So, I'm testing the Armadillo matrix library that undergirds mlpack. I'm certainly no math guy, but this example code they provide in the archive seems to be doing a lot of work. I added simple timer code and it appears to be coming in consistently at 40-45milliseconds to complete. That's with all the stream outputs to the console.
#include <chrono>
#include <iostream>
#include <armadillo>
using namespace std;
using namespace arma;
using chrono::milliseconds;
using chrono::steady_clock;
int main(int argc, char** argv) {
cout << "Armadillo version: " << arma_version::as_string() << '\n';
steady_clock clock{};
auto begin = clock.now();
mat A(2, 3); // directly specify the matrix size (elements are uninitialised)

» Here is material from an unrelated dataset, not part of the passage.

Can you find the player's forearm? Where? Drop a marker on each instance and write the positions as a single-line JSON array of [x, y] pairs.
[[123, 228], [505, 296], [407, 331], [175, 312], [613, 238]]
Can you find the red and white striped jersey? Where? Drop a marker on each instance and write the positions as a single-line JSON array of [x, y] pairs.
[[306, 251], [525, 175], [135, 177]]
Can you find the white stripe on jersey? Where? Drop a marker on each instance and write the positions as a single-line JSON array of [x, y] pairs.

// .n_rows and .n_cols are read only
cout << "A.n_rows: " << A.n_rows << '\n';
cout << "A.n_cols: " << A.n_cols << '\n';
A(1, 2) = 456.0; // directly access an element (indexing starts at 0)
A.print("A:");
A = 5.0; // scalars are treated as a 1x1 matrix
A.print("A:");
A.set_size(4, 5); // change the size (data is not preserved)

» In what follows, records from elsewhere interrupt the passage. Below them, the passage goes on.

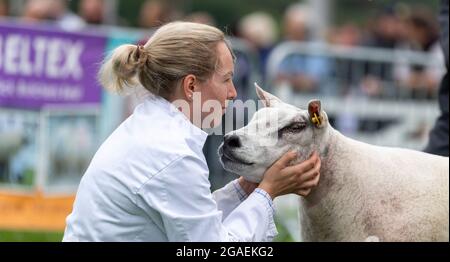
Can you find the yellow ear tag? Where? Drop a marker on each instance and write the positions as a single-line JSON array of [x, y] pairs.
[[316, 120]]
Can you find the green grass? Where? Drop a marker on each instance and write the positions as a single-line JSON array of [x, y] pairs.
[[28, 236]]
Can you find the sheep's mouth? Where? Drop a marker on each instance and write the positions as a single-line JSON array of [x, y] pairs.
[[227, 156]]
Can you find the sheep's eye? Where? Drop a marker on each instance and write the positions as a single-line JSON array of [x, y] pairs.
[[296, 127], [292, 128]]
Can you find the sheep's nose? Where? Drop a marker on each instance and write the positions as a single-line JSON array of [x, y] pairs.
[[232, 141]]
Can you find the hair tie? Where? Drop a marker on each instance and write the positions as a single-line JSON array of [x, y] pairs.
[[140, 55]]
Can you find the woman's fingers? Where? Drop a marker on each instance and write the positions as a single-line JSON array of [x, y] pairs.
[[304, 192]]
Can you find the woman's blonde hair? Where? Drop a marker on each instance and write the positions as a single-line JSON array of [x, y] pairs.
[[175, 50]]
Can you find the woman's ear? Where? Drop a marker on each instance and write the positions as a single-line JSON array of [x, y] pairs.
[[188, 86]]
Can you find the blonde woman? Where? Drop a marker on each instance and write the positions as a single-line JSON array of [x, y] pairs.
[[149, 180]]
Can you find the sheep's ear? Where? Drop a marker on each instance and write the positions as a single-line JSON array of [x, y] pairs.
[[267, 98], [316, 115]]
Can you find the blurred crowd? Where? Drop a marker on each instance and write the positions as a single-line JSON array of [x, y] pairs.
[[395, 27]]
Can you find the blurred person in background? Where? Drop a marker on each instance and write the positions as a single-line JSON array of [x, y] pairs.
[[385, 31], [348, 35], [4, 8], [422, 35], [92, 11], [155, 13], [37, 10], [439, 138], [260, 30], [65, 18], [201, 18], [52, 10], [303, 73]]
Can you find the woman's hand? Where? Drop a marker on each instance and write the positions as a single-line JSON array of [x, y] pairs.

A.fill(5.0); // set all elements to a particular value
A.print("A:");
A = {{0.165300, 0.454037, 0.995795, 0.124098, 0.047084},
{0.688782, 0.036549, 0.552848, 0.937664, 0.866401},
{0.348740, 0.479388, 0.506228, 0.145673, 0.491547},
{0.148678, 0.682258, 0.571154, 0.874724, 0.444632},
{0.245726, 0.595218, 0.409327, 0.367827, 0.385736}};
A.print("A:");
// determinant
cout << "det(A): " << det(A) << '\n';
// inverse
cout << "inv(A): " << '\n' << inv(A) << '\n';
// save matrix as a text file
A.save("A.txt", raw_ascii);
// load from file
mat B;
B.load("A.txt");
// submatrices
cout << "B( span(0,2), span(3,4) ):" << '\n'
<< B(span(0, 2), span(3, 4)) << '\n';
cout << "B( 0,3, size(3,2) ):" << '\n' << B(0, 3, size(3, 2)) << '\n';
cout << "B.row(0): " << '\n' << B.row(0) << '\n';
cout << "B.col(1): " << '\n' << B.col(1) << '\n';
// transpose
cout << "B.t(): " << '\n' << B.t() << '\n';
// maximum from each column (traverse along rows)

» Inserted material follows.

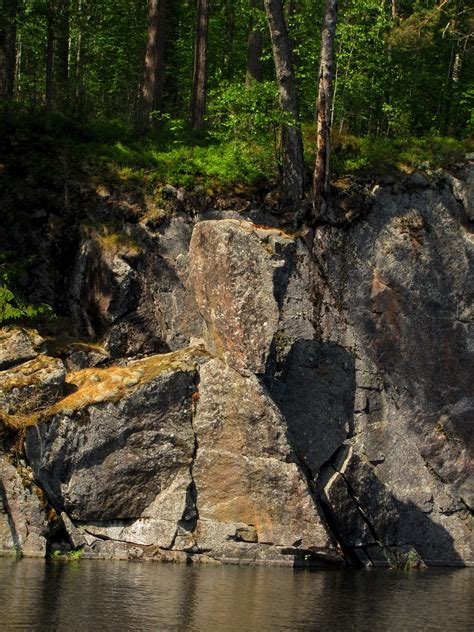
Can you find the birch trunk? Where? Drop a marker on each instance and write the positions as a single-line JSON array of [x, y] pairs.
[[254, 50], [321, 190], [292, 161]]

cout << "max(B): " << '\n' << max(B) << '\n';
// maximum from each row (traverse along columns)
cout << "max(B,1): " << '\n' << max(B, 1) << '\n';
// maximum value in B
cout << "max(max(B)) = " << max(max(B)) << '\n';
// sum of each column (traverse along rows)
cout << "sum(B): " << '\n' << sum(B) << '\n';
// sum of each row (traverse along columns)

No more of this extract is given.